22 mai 2017

Attractivité : la France retrouve les faveurs des investisseurs étrangers

Attractivité : la France retrouve les faveurs des investisseurs étrangers

 

Le nombre de projets d’investissements a bondi de 30 % dans l’Hexagone en 2016, selon le dernier baromètre E&Y. La France rattrape en partie son retard sur le Royaume-Uni et l’Allemagne, mais reste en troisième position en Europe.

Rarement un nouveau président élu aura suscité autant d’intérêt et d’enthousiasme à travers le monde. C’est une bonne nouvelle pour la France qui cherche depuis plusieurs années à regagner les faveurs des investisseurs étrangers. Mais la vraie bonne nouvelle pour l’Hexagone, c’est que ces investisseurs n’ont pas attendu l’entrée d’Emmanuel Macron à l’Elysée pour parier sur la France.

D’après les chiffres du dernier baromètre Ernst&Young sur l’attractivité, les projets d’investissements étrangers en France ont bondi de 30 % en 2016 par rapport à 2015. Un projet d’investissement correspond à une première implantation ou une extension de site avec des créations d’emplois.

Ralentissement au Royaume-Uni

Une telle hausse ne s’était pas observée depuis des années. Au total, 779 projets d’investissements étrangers ont été réalisés en 2016, créant près de 17.000 emplois en France.
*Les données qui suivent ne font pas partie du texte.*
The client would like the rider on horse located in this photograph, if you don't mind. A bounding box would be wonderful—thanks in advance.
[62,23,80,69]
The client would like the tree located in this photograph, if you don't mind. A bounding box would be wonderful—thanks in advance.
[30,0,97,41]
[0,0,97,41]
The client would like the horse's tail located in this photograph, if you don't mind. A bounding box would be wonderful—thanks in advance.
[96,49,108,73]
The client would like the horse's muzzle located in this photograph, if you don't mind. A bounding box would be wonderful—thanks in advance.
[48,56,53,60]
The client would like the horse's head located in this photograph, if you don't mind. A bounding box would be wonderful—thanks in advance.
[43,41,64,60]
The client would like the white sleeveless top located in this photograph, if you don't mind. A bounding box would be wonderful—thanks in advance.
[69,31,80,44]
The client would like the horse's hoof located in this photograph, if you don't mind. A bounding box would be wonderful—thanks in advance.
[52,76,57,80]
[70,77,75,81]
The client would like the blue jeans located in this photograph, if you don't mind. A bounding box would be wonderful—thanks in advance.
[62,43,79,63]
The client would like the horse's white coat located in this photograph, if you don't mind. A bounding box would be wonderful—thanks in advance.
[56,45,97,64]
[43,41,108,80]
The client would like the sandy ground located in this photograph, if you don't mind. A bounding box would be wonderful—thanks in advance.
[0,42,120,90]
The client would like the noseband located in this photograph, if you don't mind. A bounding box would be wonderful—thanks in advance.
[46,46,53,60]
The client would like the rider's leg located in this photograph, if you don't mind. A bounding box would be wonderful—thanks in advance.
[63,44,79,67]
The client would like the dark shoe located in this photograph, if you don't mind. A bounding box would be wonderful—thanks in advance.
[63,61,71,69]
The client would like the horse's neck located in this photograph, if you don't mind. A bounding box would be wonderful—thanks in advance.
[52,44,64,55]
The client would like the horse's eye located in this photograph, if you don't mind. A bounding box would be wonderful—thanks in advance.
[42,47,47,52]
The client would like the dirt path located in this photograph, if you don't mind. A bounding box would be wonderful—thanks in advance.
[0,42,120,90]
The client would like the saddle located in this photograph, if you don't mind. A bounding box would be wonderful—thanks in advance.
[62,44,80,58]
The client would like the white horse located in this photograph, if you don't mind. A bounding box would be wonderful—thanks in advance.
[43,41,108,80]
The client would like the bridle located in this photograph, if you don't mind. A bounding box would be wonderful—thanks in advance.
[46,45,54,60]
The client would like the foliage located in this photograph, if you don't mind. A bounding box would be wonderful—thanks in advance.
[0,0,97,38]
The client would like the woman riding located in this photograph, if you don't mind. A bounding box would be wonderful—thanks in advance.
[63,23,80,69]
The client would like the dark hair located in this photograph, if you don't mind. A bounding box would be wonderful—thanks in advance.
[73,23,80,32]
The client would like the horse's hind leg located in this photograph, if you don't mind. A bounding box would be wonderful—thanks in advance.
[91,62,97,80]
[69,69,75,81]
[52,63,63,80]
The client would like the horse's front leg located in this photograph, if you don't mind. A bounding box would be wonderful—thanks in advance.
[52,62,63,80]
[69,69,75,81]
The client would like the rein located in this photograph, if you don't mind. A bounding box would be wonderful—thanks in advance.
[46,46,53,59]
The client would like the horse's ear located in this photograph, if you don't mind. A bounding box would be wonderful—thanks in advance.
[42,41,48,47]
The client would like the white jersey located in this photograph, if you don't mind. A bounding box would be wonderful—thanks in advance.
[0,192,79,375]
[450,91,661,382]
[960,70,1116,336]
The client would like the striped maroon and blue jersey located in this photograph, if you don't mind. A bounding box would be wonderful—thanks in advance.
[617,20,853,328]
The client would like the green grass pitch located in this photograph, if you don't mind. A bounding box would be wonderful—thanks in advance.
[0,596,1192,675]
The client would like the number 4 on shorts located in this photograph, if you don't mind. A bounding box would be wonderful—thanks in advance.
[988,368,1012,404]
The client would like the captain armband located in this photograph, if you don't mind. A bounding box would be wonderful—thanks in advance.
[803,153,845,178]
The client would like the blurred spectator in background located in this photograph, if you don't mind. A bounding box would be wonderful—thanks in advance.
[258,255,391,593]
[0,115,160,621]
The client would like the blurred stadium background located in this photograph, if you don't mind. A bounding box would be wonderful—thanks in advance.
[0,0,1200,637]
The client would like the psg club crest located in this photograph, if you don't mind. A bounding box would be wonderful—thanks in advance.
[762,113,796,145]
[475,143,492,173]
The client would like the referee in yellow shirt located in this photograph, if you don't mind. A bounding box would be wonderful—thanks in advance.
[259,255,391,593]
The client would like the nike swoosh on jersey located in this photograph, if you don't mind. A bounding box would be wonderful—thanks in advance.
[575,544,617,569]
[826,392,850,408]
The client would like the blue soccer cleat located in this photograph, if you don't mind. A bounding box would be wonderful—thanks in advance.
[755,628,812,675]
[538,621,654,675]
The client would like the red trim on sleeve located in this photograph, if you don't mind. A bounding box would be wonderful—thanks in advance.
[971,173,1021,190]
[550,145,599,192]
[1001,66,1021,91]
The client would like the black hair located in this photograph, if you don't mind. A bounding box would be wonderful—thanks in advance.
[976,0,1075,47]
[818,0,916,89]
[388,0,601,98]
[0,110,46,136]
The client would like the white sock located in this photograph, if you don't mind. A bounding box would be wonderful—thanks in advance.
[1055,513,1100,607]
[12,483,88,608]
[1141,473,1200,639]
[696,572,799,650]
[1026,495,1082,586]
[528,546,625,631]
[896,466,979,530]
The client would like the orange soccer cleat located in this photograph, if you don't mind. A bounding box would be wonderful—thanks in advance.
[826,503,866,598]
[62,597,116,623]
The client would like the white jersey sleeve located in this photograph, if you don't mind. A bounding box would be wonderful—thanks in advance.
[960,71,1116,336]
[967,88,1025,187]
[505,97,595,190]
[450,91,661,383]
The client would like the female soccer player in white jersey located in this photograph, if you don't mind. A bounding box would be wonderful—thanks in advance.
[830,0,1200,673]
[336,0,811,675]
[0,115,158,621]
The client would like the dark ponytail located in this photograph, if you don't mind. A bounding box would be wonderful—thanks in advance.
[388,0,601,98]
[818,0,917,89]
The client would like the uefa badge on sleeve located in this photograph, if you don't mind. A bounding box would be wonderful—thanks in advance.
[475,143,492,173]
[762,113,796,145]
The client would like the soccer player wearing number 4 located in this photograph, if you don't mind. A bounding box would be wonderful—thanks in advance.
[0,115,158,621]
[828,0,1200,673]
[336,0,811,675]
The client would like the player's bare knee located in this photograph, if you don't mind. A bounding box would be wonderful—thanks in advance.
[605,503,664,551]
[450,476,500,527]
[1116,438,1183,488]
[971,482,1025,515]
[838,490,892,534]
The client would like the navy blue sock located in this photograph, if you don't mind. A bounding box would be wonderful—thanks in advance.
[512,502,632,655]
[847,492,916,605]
Un nombre de postes de travail en augmentation de 24 % par rapport à 2015.

Cette tendance positive est perceptible dans toute l’Europe qui récolte les fruits d’un euro faible, et qui tire aussi profit de la baisse de la croissance chinoise et des difficultés combinées du Brésil et de l’Inde. Mais la France est tout particulièrement dynamique puisqu’elle parvient à rattraper une partie de son retard sur ses concurrents allemands et anglais qui continuent de la devancer.

Si le Royaume-Uni reste en tête avec 1.144 nouveaux projets d’investissements, sa progression n’est « que » de 7 %. Et elle pourrait fléchir encore avec les premiers effets du Brexit attendus pour les prochains mois (l’année 2016 n’a pas été affectée), notamment la relocalisation de certains activités en Europe continentale, et pas seulement dans les secteurs financiers et bancaires.

« On est moins dans le French bashing »

En France, les projets tertiaires et commerciaux ont progressé de 56 % entre 2015 et 2016. Les projets logistiques ont, eux, augmenté de +31 % avec des exemples emblématiques comme Amazon qui a créé 500 emplois en 2016, notamment sur son site de Boves en Picardie , ou encore FedEx qui a doublé la capacité de son hub logistique de Roissy .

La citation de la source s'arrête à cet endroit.